Robust Polyp Detection and Diagnosis through Compositional Prompt-Guided Diffusion Models
Introduction
The paper "Robust Polyp Detection and Diagnosis through Compositional Prompt-Guided Diffusion Models" addresses the challenge of improving polyp detection, classification, and segmentation in colorectal cancer (CRC) screening. Despite advances in deep learning models, they often fall short in diverse clinical environments and with out-of-distribution (OOD) data. Traditional data augmentation methods struggle to capture the complexity of medical images, necessitating innovative approaches for generating diverse and clinically relevant training datasets.
Methodology
The authors introduce a Progressive Spectrum Diffusion Model (PSDM) that exploits compositional prompts created from segmentation masks, bounding boxes, and colonoscopy reports. Compositional prompts enable the integration of coarse and fine-grained clinical annotation, facilitating the generation of synthetic polyp images that reflect real-world variability.

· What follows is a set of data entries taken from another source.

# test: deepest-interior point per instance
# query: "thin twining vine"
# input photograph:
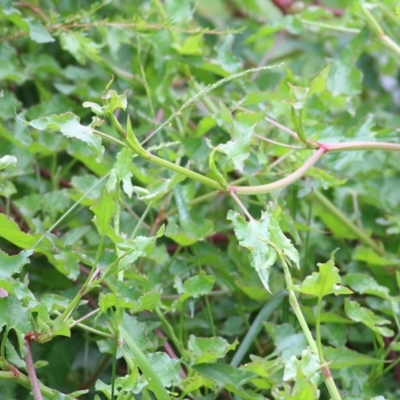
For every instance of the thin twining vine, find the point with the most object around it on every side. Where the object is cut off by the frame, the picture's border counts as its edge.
(133, 143)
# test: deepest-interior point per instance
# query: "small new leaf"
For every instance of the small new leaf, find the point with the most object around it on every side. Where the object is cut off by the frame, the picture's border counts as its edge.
(324, 282)
(262, 238)
(68, 124)
(364, 315)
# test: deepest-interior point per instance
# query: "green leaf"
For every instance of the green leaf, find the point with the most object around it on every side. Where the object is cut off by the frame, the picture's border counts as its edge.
(364, 284)
(364, 315)
(238, 149)
(122, 168)
(140, 246)
(9, 230)
(225, 59)
(10, 265)
(186, 232)
(159, 189)
(15, 316)
(167, 369)
(192, 45)
(68, 124)
(344, 79)
(223, 374)
(324, 282)
(38, 32)
(262, 238)
(104, 210)
(7, 162)
(344, 358)
(205, 350)
(195, 286)
(80, 46)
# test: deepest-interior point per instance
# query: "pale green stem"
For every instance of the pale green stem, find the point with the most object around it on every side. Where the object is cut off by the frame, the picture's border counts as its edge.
(177, 168)
(330, 147)
(347, 223)
(293, 177)
(330, 383)
(318, 328)
(379, 32)
(155, 384)
(329, 26)
(22, 380)
(72, 208)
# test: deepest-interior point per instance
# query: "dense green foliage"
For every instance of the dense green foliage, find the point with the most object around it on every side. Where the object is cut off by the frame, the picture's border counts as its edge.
(187, 266)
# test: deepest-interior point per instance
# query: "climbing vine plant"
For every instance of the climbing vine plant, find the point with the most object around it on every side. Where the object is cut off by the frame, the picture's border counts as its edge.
(199, 200)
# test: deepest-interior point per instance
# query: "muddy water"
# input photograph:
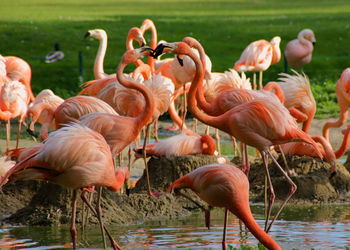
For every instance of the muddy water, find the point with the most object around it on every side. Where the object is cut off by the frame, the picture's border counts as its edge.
(301, 227)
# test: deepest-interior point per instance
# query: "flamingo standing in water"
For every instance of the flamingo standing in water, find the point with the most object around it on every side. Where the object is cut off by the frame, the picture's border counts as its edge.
(120, 131)
(301, 148)
(259, 56)
(222, 185)
(299, 98)
(45, 103)
(71, 110)
(260, 123)
(298, 52)
(342, 90)
(17, 70)
(13, 104)
(75, 157)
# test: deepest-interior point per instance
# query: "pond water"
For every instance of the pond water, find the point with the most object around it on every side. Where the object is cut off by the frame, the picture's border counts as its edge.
(299, 227)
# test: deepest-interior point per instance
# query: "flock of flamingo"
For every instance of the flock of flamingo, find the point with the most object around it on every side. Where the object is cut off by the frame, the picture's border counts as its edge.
(109, 114)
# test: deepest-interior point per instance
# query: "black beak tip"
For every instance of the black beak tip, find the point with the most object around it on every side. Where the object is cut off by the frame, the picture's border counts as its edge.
(87, 34)
(32, 133)
(181, 61)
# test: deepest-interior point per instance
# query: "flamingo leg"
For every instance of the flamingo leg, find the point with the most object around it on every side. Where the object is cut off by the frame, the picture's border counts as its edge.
(224, 231)
(18, 132)
(73, 229)
(8, 134)
(145, 162)
(284, 160)
(272, 192)
(217, 137)
(260, 80)
(292, 190)
(99, 215)
(184, 108)
(88, 203)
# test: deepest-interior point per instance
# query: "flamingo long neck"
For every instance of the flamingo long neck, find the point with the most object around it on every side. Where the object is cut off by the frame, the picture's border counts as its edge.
(5, 115)
(130, 46)
(344, 146)
(153, 44)
(101, 52)
(202, 102)
(197, 81)
(246, 216)
(278, 91)
(143, 118)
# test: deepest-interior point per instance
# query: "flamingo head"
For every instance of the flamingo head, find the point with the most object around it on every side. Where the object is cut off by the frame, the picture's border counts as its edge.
(136, 34)
(98, 34)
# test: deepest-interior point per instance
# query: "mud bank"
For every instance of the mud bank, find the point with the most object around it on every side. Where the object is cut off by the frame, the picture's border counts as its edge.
(42, 203)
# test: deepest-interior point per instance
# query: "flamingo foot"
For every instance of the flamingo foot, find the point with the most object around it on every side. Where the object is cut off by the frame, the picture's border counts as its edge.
(173, 128)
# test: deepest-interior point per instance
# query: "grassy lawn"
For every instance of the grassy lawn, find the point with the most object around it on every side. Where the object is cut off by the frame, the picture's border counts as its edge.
(31, 27)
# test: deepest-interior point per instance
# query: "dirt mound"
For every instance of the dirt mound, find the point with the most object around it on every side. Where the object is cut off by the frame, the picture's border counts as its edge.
(44, 203)
(312, 178)
(164, 170)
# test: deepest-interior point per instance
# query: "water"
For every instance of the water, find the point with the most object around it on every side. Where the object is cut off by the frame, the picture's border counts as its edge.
(301, 227)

Figure 1: Compositional prompt-guided diffusion framework for generating diverse polyp images. Left: Example prompts with varying levels of granularity. Right: Previous single-prompt methods constrain diversity. In contrast, our PSDM model employs compositional prompts to enhance augmented dataset diversity, resulting in improvements in downstream tasks.
By leveraging advanced data augmentation through PSDM, the paper reports significant improvements across various medical imaging tasks. Specifically, the model enhances F1 scores and mean average precision on the PolypGen dataset by emphasizing the importance of integrating textual and structural annotations.
Results
The augmented dataset generated using PSDM significantly boosted the performance of polyp classification, segmentation, and detection tasks. On standard datasets such as CVC-300 and Clinic-DB, as well as the challenging PolypGen dataset, models trained with PSDM-augmented data consistently outperformed baseline models.
Figure 2: Radar chart illustrating the performance comparison between ResNet models trained on the original imbalanced dataset and the augmented balanced dataset.
The inclusion of text descriptions alongside traditional segmentation led to improved generalization. Notably, ResNet models showcased marked improvements in detecting malignant polyps when trained on a balanced dataset supplemented by PSDM-generated images, as depicted in the radar chart in Figure 2.
Discussion
The introduction of compositional prompts to diffusion models represents a significant advancement in addressing the fidelity and diversity challenges faced by synthetic medical image generation. Through this methodology, the paper highlights the potential of leveraging comprehensive clinical annotations to generate synthetic datasets that enhance model performance in real-world diagnostic tasks.
However, the research acknowledges the lack of standardized evaluation metrics for synthetic medical images, pointing to future work in establishing robust benchmarks for clinical relevance.
Conclusion
By integrating multimodal annotations into a unified diffusion model framework, this research enhances the capacity for generating clinically diverse and accurate polyp images. The approach not only refines data augmentation but also sets a foundation for future applications where synthetic data can bridge gaps in existing clinical datasets, leading to improved diagnostic accuracy in colorectal cancer screening and beyond. The PSDM model drives home the importance of rich, annotated datasets in fortifying model generalization and robustness, paving the way for broader adoption in medical image analysis.